Wednesday, March 07, 2007

progressive national security policy

Matt Yglesias wonders why Democrats fight for union-friendly policies domestically but drop the ball again and again on crucial foreign policy issues.

Sadly, there are virtually no institutions of any consequence organized around providing a progressive take on the substance -- as opposed to labor procedures -- of national security issues. And until that changes, you'll keep having what we have today; a Democratic Party with very clear ideas about whether or not airport screeners should be represented by unions, but very hazy ideas about how to deal with Iran.

Union members are voting U.S. citizens. If they are unhappy, then Democratic politicians feel motivated to do something about it to improve their own job security. In my view, a progressive foreign policy would take into account the preferences of non-U.S. citizens.

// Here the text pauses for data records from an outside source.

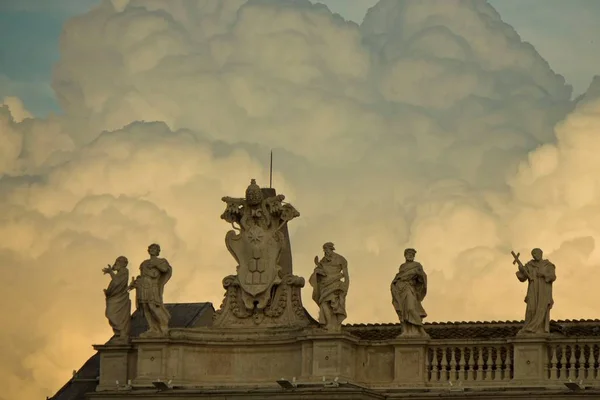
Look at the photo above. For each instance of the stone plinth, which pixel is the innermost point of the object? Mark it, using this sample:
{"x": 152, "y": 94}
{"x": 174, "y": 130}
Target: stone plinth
{"x": 531, "y": 359}
{"x": 221, "y": 357}
{"x": 284, "y": 310}
{"x": 410, "y": 361}
{"x": 117, "y": 366}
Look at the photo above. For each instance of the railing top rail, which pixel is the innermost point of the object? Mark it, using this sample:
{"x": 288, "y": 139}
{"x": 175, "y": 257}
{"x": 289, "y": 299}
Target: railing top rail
{"x": 471, "y": 342}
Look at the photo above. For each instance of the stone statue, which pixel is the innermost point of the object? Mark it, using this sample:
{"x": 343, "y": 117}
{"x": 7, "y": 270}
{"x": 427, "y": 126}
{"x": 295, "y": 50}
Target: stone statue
{"x": 118, "y": 305}
{"x": 155, "y": 272}
{"x": 260, "y": 289}
{"x": 409, "y": 288}
{"x": 540, "y": 274}
{"x": 330, "y": 282}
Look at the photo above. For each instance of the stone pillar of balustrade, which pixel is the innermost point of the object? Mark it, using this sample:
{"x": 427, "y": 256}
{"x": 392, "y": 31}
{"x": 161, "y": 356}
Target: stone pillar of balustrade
{"x": 530, "y": 360}
{"x": 410, "y": 361}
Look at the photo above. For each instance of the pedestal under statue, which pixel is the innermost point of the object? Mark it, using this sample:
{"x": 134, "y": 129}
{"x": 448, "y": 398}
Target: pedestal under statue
{"x": 262, "y": 292}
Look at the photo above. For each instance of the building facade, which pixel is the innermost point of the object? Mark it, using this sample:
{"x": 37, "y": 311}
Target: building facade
{"x": 262, "y": 344}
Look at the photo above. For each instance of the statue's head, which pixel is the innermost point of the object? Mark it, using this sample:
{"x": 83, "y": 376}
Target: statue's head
{"x": 154, "y": 249}
{"x": 121, "y": 262}
{"x": 537, "y": 254}
{"x": 328, "y": 248}
{"x": 253, "y": 194}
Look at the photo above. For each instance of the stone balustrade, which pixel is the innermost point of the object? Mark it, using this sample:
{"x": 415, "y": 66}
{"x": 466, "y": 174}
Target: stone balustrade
{"x": 208, "y": 357}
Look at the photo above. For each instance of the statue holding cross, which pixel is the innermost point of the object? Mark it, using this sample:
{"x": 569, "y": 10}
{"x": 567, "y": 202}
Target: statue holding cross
{"x": 540, "y": 274}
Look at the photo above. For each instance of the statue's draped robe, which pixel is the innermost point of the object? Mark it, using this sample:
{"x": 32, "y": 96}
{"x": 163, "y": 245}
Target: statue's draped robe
{"x": 118, "y": 305}
{"x": 539, "y": 295}
{"x": 409, "y": 288}
{"x": 151, "y": 285}
{"x": 328, "y": 288}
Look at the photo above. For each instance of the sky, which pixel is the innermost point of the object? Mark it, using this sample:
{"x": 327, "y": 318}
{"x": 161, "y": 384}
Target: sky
{"x": 463, "y": 129}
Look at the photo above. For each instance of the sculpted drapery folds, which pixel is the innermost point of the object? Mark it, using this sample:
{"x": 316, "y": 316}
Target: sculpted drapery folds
{"x": 409, "y": 288}
{"x": 540, "y": 274}
{"x": 330, "y": 282}
{"x": 155, "y": 272}
{"x": 258, "y": 245}
{"x": 118, "y": 304}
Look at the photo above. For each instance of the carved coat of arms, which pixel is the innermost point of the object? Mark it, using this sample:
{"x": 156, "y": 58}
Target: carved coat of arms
{"x": 258, "y": 243}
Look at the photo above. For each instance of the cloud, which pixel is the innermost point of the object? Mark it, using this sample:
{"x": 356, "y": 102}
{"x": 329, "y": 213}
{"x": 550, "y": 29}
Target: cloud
{"x": 415, "y": 129}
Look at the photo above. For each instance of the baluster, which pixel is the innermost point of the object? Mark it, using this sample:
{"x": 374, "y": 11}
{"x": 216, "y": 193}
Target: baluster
{"x": 594, "y": 362}
{"x": 453, "y": 374}
{"x": 481, "y": 375}
{"x": 581, "y": 363}
{"x": 473, "y": 363}
{"x": 494, "y": 367}
{"x": 429, "y": 365}
{"x": 508, "y": 363}
{"x": 561, "y": 357}
{"x": 435, "y": 369}
{"x": 572, "y": 362}
{"x": 462, "y": 362}
{"x": 553, "y": 362}
{"x": 445, "y": 364}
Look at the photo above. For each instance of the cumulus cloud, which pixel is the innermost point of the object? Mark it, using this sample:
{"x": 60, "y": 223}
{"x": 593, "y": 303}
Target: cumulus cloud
{"x": 414, "y": 129}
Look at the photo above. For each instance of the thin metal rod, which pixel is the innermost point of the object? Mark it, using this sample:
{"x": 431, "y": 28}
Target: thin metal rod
{"x": 271, "y": 171}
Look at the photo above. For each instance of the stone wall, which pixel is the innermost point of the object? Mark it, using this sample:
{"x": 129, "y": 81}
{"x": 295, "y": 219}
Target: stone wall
{"x": 209, "y": 359}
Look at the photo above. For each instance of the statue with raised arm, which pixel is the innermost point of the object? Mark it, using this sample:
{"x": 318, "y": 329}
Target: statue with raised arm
{"x": 409, "y": 288}
{"x": 539, "y": 274}
{"x": 330, "y": 282}
{"x": 118, "y": 304}
{"x": 261, "y": 292}
{"x": 155, "y": 272}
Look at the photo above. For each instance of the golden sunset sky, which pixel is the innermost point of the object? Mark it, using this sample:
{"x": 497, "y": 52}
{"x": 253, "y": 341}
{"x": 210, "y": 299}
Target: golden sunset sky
{"x": 431, "y": 125}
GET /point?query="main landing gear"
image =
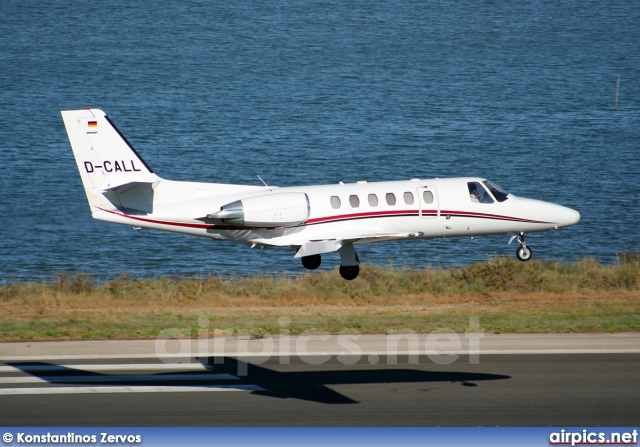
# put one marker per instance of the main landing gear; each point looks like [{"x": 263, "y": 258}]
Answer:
[
  {"x": 523, "y": 253},
  {"x": 349, "y": 262}
]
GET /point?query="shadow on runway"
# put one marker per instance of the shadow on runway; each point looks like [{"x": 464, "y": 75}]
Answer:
[
  {"x": 313, "y": 385},
  {"x": 310, "y": 385}
]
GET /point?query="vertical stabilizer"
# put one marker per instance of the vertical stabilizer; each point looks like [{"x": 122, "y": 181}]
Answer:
[{"x": 108, "y": 164}]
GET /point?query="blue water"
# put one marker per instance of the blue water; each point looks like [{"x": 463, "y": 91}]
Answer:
[{"x": 308, "y": 92}]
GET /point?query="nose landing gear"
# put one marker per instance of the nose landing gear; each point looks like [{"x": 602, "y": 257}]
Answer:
[
  {"x": 523, "y": 253},
  {"x": 311, "y": 262}
]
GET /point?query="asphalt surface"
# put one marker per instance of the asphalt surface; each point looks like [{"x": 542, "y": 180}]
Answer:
[{"x": 54, "y": 385}]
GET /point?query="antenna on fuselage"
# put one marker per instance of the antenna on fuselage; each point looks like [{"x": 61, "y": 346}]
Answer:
[{"x": 263, "y": 182}]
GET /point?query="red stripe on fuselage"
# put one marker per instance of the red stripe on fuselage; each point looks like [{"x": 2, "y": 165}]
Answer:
[{"x": 336, "y": 218}]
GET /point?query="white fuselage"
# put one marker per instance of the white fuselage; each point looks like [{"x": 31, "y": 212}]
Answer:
[{"x": 182, "y": 206}]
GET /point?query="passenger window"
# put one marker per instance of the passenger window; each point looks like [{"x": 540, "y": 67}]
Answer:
[
  {"x": 391, "y": 199},
  {"x": 478, "y": 194},
  {"x": 408, "y": 198}
]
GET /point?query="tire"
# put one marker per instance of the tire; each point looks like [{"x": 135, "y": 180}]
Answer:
[
  {"x": 349, "y": 272},
  {"x": 524, "y": 254},
  {"x": 311, "y": 262}
]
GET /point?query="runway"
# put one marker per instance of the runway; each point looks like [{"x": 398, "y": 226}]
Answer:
[{"x": 127, "y": 384}]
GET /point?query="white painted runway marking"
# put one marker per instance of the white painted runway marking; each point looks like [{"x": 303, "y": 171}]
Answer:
[
  {"x": 119, "y": 378},
  {"x": 126, "y": 389},
  {"x": 114, "y": 367}
]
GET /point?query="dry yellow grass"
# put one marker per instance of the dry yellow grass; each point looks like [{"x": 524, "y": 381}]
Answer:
[{"x": 504, "y": 294}]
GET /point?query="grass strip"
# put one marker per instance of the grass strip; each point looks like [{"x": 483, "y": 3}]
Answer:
[{"x": 506, "y": 296}]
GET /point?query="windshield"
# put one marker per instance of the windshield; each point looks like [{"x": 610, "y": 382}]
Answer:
[{"x": 500, "y": 194}]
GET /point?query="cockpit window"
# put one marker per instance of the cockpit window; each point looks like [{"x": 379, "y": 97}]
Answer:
[
  {"x": 500, "y": 194},
  {"x": 478, "y": 194}
]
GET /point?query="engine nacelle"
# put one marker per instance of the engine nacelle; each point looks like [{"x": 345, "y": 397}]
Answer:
[{"x": 268, "y": 210}]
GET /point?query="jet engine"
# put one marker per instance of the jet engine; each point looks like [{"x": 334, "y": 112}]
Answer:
[{"x": 268, "y": 210}]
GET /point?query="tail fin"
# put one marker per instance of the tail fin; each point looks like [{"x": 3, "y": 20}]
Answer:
[{"x": 113, "y": 173}]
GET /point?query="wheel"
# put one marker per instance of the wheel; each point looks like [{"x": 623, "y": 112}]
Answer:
[
  {"x": 523, "y": 253},
  {"x": 311, "y": 262},
  {"x": 349, "y": 272}
]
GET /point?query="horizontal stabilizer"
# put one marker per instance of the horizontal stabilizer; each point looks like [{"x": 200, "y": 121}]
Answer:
[{"x": 126, "y": 186}]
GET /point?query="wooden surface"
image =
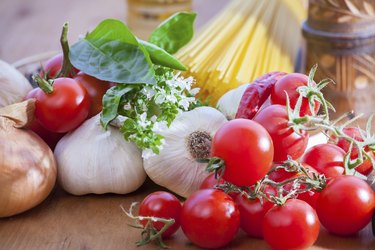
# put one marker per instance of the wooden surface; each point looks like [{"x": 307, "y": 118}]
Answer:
[{"x": 64, "y": 221}]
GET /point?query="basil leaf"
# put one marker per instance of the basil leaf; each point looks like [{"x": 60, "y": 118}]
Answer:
[
  {"x": 111, "y": 102},
  {"x": 175, "y": 32},
  {"x": 112, "y": 53},
  {"x": 161, "y": 57}
]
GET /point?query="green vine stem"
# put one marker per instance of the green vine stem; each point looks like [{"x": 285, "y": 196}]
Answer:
[
  {"x": 149, "y": 233},
  {"x": 45, "y": 85}
]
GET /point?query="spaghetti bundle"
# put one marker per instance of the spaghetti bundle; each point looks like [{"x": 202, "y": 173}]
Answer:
[{"x": 248, "y": 38}]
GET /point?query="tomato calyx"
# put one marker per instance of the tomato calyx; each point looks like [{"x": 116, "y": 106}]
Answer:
[
  {"x": 313, "y": 92},
  {"x": 149, "y": 233},
  {"x": 45, "y": 85}
]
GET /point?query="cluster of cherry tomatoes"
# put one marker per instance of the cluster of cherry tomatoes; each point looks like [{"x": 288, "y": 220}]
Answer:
[
  {"x": 251, "y": 150},
  {"x": 64, "y": 102}
]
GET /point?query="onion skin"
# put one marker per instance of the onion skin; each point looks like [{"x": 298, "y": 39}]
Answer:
[{"x": 27, "y": 169}]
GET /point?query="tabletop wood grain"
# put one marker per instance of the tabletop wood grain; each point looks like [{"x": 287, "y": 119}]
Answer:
[{"x": 64, "y": 221}]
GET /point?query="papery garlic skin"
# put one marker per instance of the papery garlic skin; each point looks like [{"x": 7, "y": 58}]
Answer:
[
  {"x": 229, "y": 102},
  {"x": 13, "y": 85},
  {"x": 175, "y": 167},
  {"x": 27, "y": 169},
  {"x": 93, "y": 160}
]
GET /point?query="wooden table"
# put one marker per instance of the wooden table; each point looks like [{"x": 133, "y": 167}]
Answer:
[{"x": 64, "y": 221}]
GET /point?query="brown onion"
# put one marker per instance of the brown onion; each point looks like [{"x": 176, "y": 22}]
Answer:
[{"x": 27, "y": 165}]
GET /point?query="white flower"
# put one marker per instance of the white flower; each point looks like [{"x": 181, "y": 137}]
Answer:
[
  {"x": 194, "y": 91},
  {"x": 147, "y": 153},
  {"x": 148, "y": 92},
  {"x": 143, "y": 122},
  {"x": 159, "y": 126}
]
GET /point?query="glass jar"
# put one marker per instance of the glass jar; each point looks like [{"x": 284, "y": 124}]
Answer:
[{"x": 144, "y": 16}]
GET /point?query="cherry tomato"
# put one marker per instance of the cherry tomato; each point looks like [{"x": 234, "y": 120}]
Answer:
[
  {"x": 162, "y": 205},
  {"x": 327, "y": 159},
  {"x": 65, "y": 108},
  {"x": 289, "y": 84},
  {"x": 294, "y": 225},
  {"x": 247, "y": 150},
  {"x": 354, "y": 132},
  {"x": 53, "y": 66},
  {"x": 252, "y": 212},
  {"x": 95, "y": 89},
  {"x": 281, "y": 174},
  {"x": 286, "y": 142},
  {"x": 210, "y": 218},
  {"x": 49, "y": 137},
  {"x": 346, "y": 205}
]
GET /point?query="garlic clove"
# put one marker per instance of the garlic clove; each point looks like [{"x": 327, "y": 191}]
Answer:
[
  {"x": 13, "y": 85},
  {"x": 187, "y": 139},
  {"x": 93, "y": 160},
  {"x": 229, "y": 102}
]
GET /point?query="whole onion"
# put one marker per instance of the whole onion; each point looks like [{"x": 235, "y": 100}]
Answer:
[{"x": 27, "y": 165}]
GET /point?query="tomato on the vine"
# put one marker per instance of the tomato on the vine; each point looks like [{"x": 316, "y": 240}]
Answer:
[
  {"x": 327, "y": 159},
  {"x": 53, "y": 66},
  {"x": 252, "y": 212},
  {"x": 293, "y": 225},
  {"x": 345, "y": 205},
  {"x": 65, "y": 108},
  {"x": 210, "y": 218},
  {"x": 286, "y": 142},
  {"x": 289, "y": 84},
  {"x": 247, "y": 150},
  {"x": 164, "y": 205},
  {"x": 355, "y": 133},
  {"x": 95, "y": 89}
]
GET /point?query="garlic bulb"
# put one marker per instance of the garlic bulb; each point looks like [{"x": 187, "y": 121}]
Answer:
[
  {"x": 27, "y": 165},
  {"x": 93, "y": 160},
  {"x": 13, "y": 85},
  {"x": 188, "y": 138},
  {"x": 229, "y": 102}
]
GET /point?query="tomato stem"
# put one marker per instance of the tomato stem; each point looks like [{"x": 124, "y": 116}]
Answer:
[
  {"x": 67, "y": 67},
  {"x": 45, "y": 85},
  {"x": 149, "y": 232}
]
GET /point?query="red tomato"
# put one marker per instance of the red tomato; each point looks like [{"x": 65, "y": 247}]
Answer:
[
  {"x": 309, "y": 196},
  {"x": 53, "y": 66},
  {"x": 252, "y": 212},
  {"x": 96, "y": 89},
  {"x": 346, "y": 205},
  {"x": 49, "y": 137},
  {"x": 162, "y": 205},
  {"x": 294, "y": 225},
  {"x": 327, "y": 159},
  {"x": 65, "y": 108},
  {"x": 210, "y": 218},
  {"x": 286, "y": 142},
  {"x": 290, "y": 83},
  {"x": 247, "y": 150},
  {"x": 354, "y": 132}
]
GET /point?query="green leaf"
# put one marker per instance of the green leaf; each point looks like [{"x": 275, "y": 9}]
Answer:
[
  {"x": 112, "y": 53},
  {"x": 161, "y": 57},
  {"x": 111, "y": 102},
  {"x": 175, "y": 32}
]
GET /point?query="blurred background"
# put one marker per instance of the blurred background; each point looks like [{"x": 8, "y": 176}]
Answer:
[{"x": 236, "y": 40}]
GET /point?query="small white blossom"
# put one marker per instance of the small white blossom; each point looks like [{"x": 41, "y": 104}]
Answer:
[
  {"x": 127, "y": 106},
  {"x": 194, "y": 91},
  {"x": 148, "y": 92},
  {"x": 160, "y": 126},
  {"x": 143, "y": 122}
]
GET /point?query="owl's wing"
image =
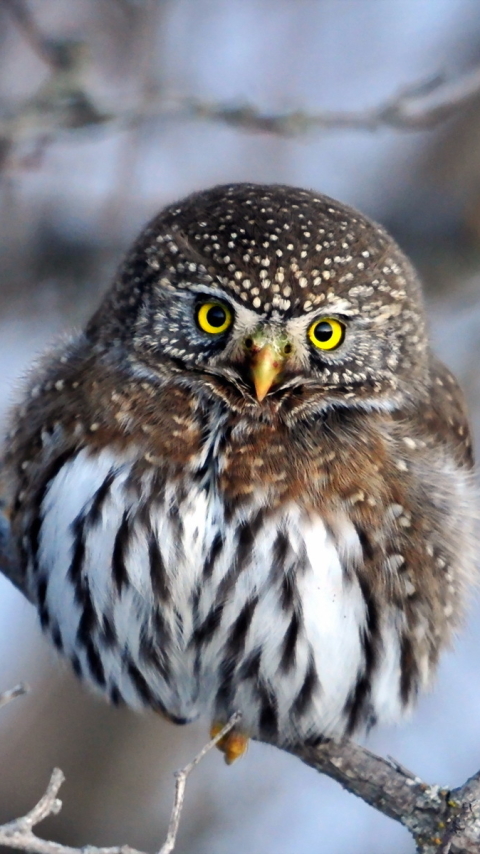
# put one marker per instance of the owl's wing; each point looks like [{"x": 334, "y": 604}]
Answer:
[{"x": 446, "y": 413}]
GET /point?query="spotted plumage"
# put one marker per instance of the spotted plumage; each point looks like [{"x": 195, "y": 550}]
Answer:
[{"x": 247, "y": 484}]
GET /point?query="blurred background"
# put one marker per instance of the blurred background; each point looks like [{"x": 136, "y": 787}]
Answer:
[{"x": 107, "y": 112}]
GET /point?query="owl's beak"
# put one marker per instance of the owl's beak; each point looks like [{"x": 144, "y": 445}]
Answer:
[{"x": 266, "y": 364}]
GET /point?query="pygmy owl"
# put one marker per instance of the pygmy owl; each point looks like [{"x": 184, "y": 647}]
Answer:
[{"x": 247, "y": 484}]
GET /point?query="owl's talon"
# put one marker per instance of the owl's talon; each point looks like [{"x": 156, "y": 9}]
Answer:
[{"x": 233, "y": 745}]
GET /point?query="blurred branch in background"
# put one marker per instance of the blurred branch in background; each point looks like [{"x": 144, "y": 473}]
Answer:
[
  {"x": 440, "y": 821},
  {"x": 19, "y": 833},
  {"x": 62, "y": 103}
]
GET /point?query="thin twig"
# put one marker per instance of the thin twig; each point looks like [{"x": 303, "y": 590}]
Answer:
[
  {"x": 13, "y": 693},
  {"x": 181, "y": 778},
  {"x": 19, "y": 833}
]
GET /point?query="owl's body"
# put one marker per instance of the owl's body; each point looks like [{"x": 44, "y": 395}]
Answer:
[{"x": 298, "y": 554}]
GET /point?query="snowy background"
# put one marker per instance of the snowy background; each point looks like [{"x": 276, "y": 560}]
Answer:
[{"x": 69, "y": 211}]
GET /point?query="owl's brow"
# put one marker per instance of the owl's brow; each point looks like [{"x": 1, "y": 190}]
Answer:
[{"x": 189, "y": 249}]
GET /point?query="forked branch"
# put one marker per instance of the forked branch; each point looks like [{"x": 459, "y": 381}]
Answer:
[{"x": 440, "y": 821}]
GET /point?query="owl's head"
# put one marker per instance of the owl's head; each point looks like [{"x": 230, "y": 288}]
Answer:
[{"x": 270, "y": 296}]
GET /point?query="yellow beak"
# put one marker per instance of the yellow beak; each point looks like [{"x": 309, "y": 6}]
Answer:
[{"x": 265, "y": 366}]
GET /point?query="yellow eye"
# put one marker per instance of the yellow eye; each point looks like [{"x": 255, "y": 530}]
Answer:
[
  {"x": 327, "y": 333},
  {"x": 214, "y": 317}
]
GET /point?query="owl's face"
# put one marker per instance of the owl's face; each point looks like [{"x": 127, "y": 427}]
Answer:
[{"x": 269, "y": 293}]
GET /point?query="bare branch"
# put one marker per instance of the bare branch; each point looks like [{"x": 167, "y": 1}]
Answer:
[
  {"x": 19, "y": 833},
  {"x": 63, "y": 104},
  {"x": 13, "y": 693},
  {"x": 181, "y": 778}
]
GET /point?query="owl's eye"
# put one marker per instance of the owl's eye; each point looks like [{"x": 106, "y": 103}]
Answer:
[
  {"x": 327, "y": 333},
  {"x": 214, "y": 317}
]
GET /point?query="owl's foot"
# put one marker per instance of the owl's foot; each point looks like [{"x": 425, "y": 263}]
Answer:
[{"x": 233, "y": 745}]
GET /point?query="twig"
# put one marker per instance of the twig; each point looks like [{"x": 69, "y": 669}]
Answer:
[
  {"x": 181, "y": 778},
  {"x": 19, "y": 833},
  {"x": 13, "y": 693}
]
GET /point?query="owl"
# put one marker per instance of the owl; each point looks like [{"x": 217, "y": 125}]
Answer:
[{"x": 247, "y": 484}]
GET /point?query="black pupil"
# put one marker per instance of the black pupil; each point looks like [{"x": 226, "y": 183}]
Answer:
[
  {"x": 323, "y": 332},
  {"x": 216, "y": 315}
]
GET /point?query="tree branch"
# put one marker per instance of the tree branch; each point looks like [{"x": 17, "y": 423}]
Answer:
[
  {"x": 19, "y": 833},
  {"x": 440, "y": 821},
  {"x": 62, "y": 102}
]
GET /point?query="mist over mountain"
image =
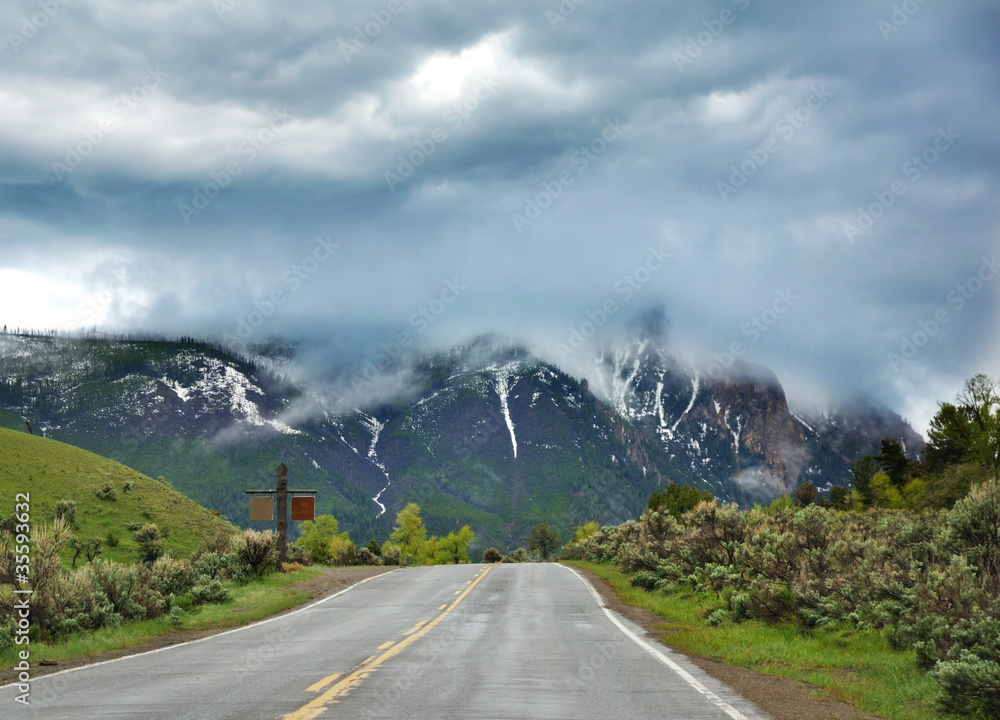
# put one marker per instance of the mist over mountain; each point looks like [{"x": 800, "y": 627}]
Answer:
[{"x": 483, "y": 432}]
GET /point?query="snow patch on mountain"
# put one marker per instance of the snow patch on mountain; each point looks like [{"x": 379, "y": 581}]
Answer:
[
  {"x": 694, "y": 396},
  {"x": 503, "y": 388}
]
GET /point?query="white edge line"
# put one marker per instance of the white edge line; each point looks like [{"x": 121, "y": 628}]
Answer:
[
  {"x": 208, "y": 637},
  {"x": 685, "y": 675}
]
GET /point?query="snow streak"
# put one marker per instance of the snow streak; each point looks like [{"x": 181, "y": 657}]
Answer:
[
  {"x": 375, "y": 427},
  {"x": 694, "y": 396},
  {"x": 504, "y": 386}
]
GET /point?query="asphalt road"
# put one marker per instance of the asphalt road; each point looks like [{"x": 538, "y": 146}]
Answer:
[{"x": 461, "y": 642}]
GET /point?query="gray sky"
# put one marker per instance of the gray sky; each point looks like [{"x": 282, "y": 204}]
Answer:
[{"x": 510, "y": 166}]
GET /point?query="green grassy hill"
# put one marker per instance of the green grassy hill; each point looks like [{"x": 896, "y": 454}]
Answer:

Or at least respect those preferences—I’ll settle for acknowledging that they exist for starters. Right now there’s not much in the way of international institutions that impartially and systematically determine which competing preferences among nations win out. In order to have a truly progressive foreign policy, you need truly democratic international institutions. What you have instead currently is an anarchic international political system in which nation is pitted against nation as each tries to improve its “national security” position vis-à-vis the others, and the stronger nations attain security at the expense of the weaker ones. The narrative that this situation generates is that when a nation is sufficiently threatened, it’s time to circle the wagons and do whatever it takes to defend the homeland. This narrative is not progressive. In this sense, “progressive national security policy” is an oxymoron, since there’s really no such thing until there’s a democratic international framework on which to hang it.